The truth is I spend much of my day working together with a number of people to resolve issues and to try and find solutions. I work hard and work long days talking with others, working alongside them and listening, most of all, to what the people are saying. But I say this – no one person has all the solutions, nor the ideas. We should all have them and some of the greatest success can be achieved even when we don’t always get along or agree with each other.
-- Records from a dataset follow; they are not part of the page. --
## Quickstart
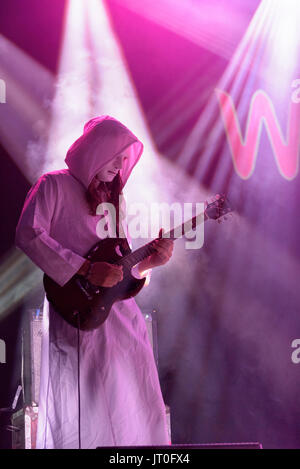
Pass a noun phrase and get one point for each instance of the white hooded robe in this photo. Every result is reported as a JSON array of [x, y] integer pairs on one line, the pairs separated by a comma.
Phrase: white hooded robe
[[121, 400]]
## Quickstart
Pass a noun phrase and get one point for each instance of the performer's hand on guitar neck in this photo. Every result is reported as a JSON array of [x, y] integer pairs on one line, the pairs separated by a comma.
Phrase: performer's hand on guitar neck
[[102, 273]]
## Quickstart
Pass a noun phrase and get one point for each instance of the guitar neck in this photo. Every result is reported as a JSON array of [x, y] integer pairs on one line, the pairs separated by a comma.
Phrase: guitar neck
[[141, 253]]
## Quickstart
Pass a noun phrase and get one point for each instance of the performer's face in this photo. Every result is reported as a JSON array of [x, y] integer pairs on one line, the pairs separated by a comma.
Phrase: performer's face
[[109, 171]]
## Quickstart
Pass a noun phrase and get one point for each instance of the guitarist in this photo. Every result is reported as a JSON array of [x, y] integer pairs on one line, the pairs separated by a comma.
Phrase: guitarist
[[120, 395]]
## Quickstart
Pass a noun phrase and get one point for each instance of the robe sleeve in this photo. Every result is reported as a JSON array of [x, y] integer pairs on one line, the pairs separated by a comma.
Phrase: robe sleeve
[[32, 233]]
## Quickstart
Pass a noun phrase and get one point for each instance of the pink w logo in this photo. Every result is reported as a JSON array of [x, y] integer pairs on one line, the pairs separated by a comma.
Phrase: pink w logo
[[244, 151]]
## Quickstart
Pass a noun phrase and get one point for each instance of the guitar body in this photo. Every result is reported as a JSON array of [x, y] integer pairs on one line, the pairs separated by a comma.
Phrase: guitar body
[[85, 305]]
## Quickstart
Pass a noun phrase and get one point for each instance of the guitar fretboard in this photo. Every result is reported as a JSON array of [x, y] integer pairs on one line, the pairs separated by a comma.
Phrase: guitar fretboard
[[141, 253]]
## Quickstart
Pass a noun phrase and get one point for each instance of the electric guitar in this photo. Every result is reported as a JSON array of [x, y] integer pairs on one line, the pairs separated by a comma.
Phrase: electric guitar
[[86, 306]]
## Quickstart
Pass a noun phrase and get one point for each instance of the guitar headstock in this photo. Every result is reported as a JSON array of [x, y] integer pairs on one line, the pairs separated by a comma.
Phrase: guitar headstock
[[218, 208]]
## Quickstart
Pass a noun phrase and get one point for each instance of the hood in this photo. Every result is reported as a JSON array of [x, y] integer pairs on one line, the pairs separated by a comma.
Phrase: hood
[[103, 138]]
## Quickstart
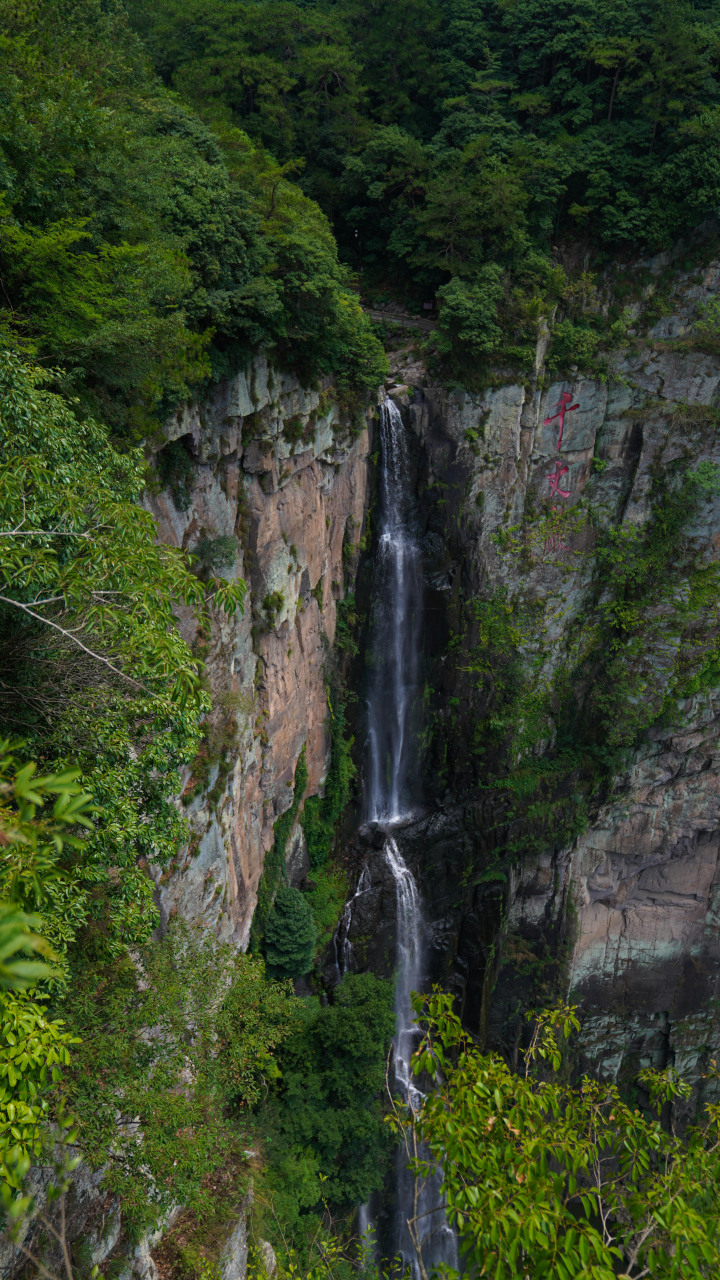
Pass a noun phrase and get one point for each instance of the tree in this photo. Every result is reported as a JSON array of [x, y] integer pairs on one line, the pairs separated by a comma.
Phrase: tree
[[547, 1178], [290, 935], [326, 1118]]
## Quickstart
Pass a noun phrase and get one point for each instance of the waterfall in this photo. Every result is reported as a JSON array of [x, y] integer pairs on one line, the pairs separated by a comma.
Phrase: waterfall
[[397, 622], [392, 737]]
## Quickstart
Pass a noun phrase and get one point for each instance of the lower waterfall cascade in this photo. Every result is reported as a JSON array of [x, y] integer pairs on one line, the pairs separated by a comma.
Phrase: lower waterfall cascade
[[392, 734]]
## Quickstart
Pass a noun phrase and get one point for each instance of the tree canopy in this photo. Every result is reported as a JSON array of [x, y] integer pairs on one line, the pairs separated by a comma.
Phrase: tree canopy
[[455, 144]]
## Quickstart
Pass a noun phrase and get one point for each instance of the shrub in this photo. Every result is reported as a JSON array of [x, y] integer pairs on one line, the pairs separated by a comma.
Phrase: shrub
[[290, 935]]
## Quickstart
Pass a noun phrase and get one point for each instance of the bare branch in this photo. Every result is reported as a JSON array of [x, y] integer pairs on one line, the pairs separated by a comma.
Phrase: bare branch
[[69, 635]]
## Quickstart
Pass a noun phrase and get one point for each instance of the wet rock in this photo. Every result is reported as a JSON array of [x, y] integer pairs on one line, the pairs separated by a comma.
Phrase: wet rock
[[279, 476]]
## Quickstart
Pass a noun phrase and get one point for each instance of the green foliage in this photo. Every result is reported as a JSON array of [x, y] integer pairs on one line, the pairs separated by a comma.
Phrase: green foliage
[[131, 251], [32, 871], [215, 1025], [290, 935], [455, 144], [94, 668], [176, 471], [322, 814], [327, 1118], [327, 897], [545, 1178], [646, 640], [33, 1050]]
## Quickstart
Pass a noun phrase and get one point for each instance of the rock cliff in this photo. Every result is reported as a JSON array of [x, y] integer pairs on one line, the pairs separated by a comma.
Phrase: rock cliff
[[265, 480], [624, 917]]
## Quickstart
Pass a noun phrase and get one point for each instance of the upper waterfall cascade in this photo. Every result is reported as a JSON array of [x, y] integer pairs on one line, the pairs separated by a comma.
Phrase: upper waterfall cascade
[[392, 740], [397, 622]]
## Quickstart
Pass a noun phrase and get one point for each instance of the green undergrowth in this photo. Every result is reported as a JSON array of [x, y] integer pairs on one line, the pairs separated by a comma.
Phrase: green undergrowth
[[274, 868], [548, 748], [144, 251]]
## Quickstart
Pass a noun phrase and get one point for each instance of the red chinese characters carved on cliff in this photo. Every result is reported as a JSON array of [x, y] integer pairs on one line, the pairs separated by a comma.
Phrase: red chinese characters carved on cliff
[[560, 410], [561, 469]]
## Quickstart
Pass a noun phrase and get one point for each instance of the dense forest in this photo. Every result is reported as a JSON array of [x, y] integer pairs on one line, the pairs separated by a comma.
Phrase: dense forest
[[183, 184]]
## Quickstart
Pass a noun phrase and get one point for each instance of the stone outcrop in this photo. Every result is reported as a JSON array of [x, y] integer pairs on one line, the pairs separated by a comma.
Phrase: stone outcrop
[[629, 913], [273, 490]]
At the New Zealand Maori Council I work with great people – all just as passionate as me about a number of things and the same with the National Maori Authority – we are all equal and we all strive for the best.
The reality is the Crown has done little for Maori over the many years since the signing of the Treaty and to be where we are must be their liability to endure and our opportunity to change. And If we are to succeed in the challenges we face then the back stabbing, the lateral violence and the hoha needs to stop – in all reality I’d prefer to be an Indian toiling away in the struggle at the flax roots of where our people are than those who call me a “chief” or leader sitting at some other persons definition of a top table at a 21st birthday party.
I may be brash, I may be bold, I may be a firebrand and unorthodox but I’m just trying to do as much as I can to build a better future for all of us- as are we all. Each of us have a mandate to improve the lives of ourselves, each other, our whanau and our people.